Niederösterreichs Verkehrslandesrat LH-Stellvertreter Udo Landbauer warnt SPÖ-Bürgermeister Stadler eindringlich davor, den Stadtbus LUP durch politischen Stillstand zu gefährden.
"Der öffentliche Verkehr in St. Pölten ist zu wichtig, um parteipolitische Spielchen zu betreiben. Trotz mehrmaliger Aufforderung gibt es bis heute keine Entscheidung von Herrn Stadler. Falsche Schuldzuweisungen, nur um sich in einem Gemeinderatswahlkampf zu inszenieren, bringen die Bevölkerung sicher nicht ans Ziel“, fordert Niederösterreichs Verkehrslandesrat LH-Stellvertreter Udo Landbauer (FPÖ) Tempo und Ehrlichkeit. Für eine Förderzusage des Landes fehlen sämtliche Unterlagen und konkrete Konzepte der Stadt St. Pölten.
Mehrkosten drohen
"Jeder Tag, an dem Stadler keine Entscheidung trifft, kostet die Steuerzahler ein Vermögen“, warnt Landbauer. Bei einer Verlängerung des bestehenden Vertrages über einen Zeitraum von zehn Jahren und damit über die maximal zulässige Dauer hinaus drohen nicht nur Schadenersatzforderungen der Mitbewerber, sondern auch mögliche Mehrkosten durch höhere Kilometer-Sätze ab Sommer 2027 für den bestehenden Verkehr. Aktuelle Betreiber können die Kilometer-Kosten nach Ende der offiziellen Laufzeit erhöhen.

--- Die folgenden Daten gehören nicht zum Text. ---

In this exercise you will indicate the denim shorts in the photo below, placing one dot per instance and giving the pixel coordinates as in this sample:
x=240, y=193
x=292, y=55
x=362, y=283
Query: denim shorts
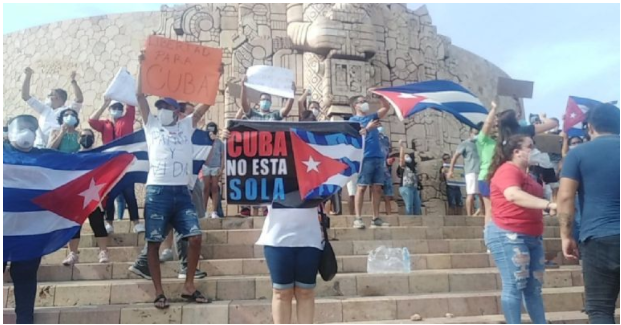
x=293, y=266
x=169, y=206
x=373, y=172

Familien brauchen Planungssicherheit
Seit über zwei Jahren arbeiten die NÖVOG und die Mitarbeiter der Stadt intensiv an der Ausgestaltung der Neuausschreibung des Stadtverkehrs. Bis dato wurde weder eine Entscheidung zur Technologie noch zum Leistungsumfang getroffen. „Gleichzeitig werden aber Maximalforderungen mit 100-prozentigen Elektrobus Flotten gestellt, die eine Verfünffachung der Landesförderung bedeuten würden“, sagt Landbauer, der versichert, dass sich die St. Pöltner darauf verlassen können, dass das Land auch in Zukunft verlässlicher Partner sein wird. „Unsere Familien brauchen Planungssicherheit und ein vernünftiges Angebot, das sie von A nach B bringt. Die Luxusvariante, die im Raum steht, führt zu einer massiven Preisexplosion auf dem Rücken der Bevölkerung. Das ist ein Wunsch ans Christkind, ohne die budgetäre Realität anzuerkennen“, so Landbauer. Der Investitionsbedarf liegt hier bei rund 26 Millionen Euro. Entgegen der Darstellung der SPÖ gibt es keine Pflicht zu einem 100-prozentigen Elektro-Bus Betrieb. „Wenn Stadler Gold-Plating will, dann muss er die Übererfüllung von EU-Richtlinien auch bezahlen“, so Landbauer.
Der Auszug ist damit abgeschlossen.